3. Consensus Guidelines
Much like NICE in the UK or AFOG in the forces, Kerala or other Indian states could benefit from locally tailored, resource-aware cancer care guidelines. Uniform standards help streamline training, procurement and audit.
4. Collective Bargaining for Lower Prices
The military negotiates drug and equipment prices as a bloc. Civilian states—or medical consortiums—could emulate this to lower costs for high-value therapies like checkpoint inhibitors or CAR-T cell therapies.
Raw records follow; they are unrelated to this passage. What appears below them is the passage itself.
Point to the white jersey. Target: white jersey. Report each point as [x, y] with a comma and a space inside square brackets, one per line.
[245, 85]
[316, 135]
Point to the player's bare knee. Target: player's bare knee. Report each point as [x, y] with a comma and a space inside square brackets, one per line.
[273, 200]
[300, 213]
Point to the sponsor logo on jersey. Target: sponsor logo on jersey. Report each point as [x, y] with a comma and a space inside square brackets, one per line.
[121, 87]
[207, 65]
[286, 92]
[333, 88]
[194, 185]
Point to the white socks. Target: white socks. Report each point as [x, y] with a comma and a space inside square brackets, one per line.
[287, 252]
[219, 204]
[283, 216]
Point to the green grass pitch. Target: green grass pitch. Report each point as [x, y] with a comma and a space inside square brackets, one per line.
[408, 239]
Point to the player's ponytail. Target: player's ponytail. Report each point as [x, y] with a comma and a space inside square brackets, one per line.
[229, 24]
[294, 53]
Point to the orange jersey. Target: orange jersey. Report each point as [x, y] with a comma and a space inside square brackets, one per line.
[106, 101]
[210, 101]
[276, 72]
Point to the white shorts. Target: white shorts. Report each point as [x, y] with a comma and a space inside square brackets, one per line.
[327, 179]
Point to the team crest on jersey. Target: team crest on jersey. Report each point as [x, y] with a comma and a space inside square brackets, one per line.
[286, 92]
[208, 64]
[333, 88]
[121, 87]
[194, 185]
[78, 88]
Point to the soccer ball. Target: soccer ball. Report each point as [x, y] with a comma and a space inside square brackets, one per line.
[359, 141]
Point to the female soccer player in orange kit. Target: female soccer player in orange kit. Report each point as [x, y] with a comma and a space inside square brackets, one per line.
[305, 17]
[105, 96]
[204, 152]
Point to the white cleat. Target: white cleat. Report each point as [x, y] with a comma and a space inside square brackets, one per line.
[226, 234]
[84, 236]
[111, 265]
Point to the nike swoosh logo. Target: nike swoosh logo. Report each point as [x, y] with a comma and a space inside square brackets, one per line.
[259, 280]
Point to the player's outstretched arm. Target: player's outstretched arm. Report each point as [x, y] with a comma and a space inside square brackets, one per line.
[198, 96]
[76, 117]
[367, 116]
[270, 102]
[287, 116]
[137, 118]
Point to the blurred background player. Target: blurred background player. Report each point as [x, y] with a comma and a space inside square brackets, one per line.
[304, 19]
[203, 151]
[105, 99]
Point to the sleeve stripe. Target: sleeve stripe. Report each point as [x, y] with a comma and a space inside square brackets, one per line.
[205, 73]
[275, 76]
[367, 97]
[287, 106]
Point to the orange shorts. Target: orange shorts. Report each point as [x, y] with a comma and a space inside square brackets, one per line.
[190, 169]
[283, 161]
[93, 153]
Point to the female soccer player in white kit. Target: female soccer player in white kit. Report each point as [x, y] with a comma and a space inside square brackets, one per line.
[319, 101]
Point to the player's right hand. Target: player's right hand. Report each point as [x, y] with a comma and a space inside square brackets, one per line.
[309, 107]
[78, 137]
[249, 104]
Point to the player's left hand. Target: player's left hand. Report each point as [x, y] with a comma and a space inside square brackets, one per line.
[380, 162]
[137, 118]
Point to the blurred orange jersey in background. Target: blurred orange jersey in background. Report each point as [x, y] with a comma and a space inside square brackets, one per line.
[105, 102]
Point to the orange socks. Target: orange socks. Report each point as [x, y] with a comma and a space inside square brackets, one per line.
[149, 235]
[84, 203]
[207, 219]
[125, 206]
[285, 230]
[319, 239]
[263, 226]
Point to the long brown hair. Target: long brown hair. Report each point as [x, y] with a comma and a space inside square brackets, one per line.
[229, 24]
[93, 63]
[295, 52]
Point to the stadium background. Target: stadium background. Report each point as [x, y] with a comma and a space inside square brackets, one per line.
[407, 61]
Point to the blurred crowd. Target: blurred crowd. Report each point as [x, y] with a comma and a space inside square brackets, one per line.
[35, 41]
5. Try to overcome the challenges we faced by leveraging your advantages
Government hospitals and other hospitals in the private sector are not constrained by the high security IT and other hardware/software restrictions that we face. They have an opportunity to build smarter, more connected systems before these become entrenched problems.
Final Thoughts
Cancer care in the armed forces exists in a unique ecosystem—shielded from market forces, driven by protocol, and tempered by discipline. While not perfect, it offers a compelling model of ethical, equitable and effective oncology practice. My journey from a saluting trainee to a uniformed consultant—and now an oncologist in another healthcare system —has given me a ringside view of both worlds.
Perhaps the time has come to bridge the gap: not by copying wholesale, but by adopting the best elements from each. Discipline and empathy, evidence and access, humility and ambition—they all have a place in the cancer care of tomorrow.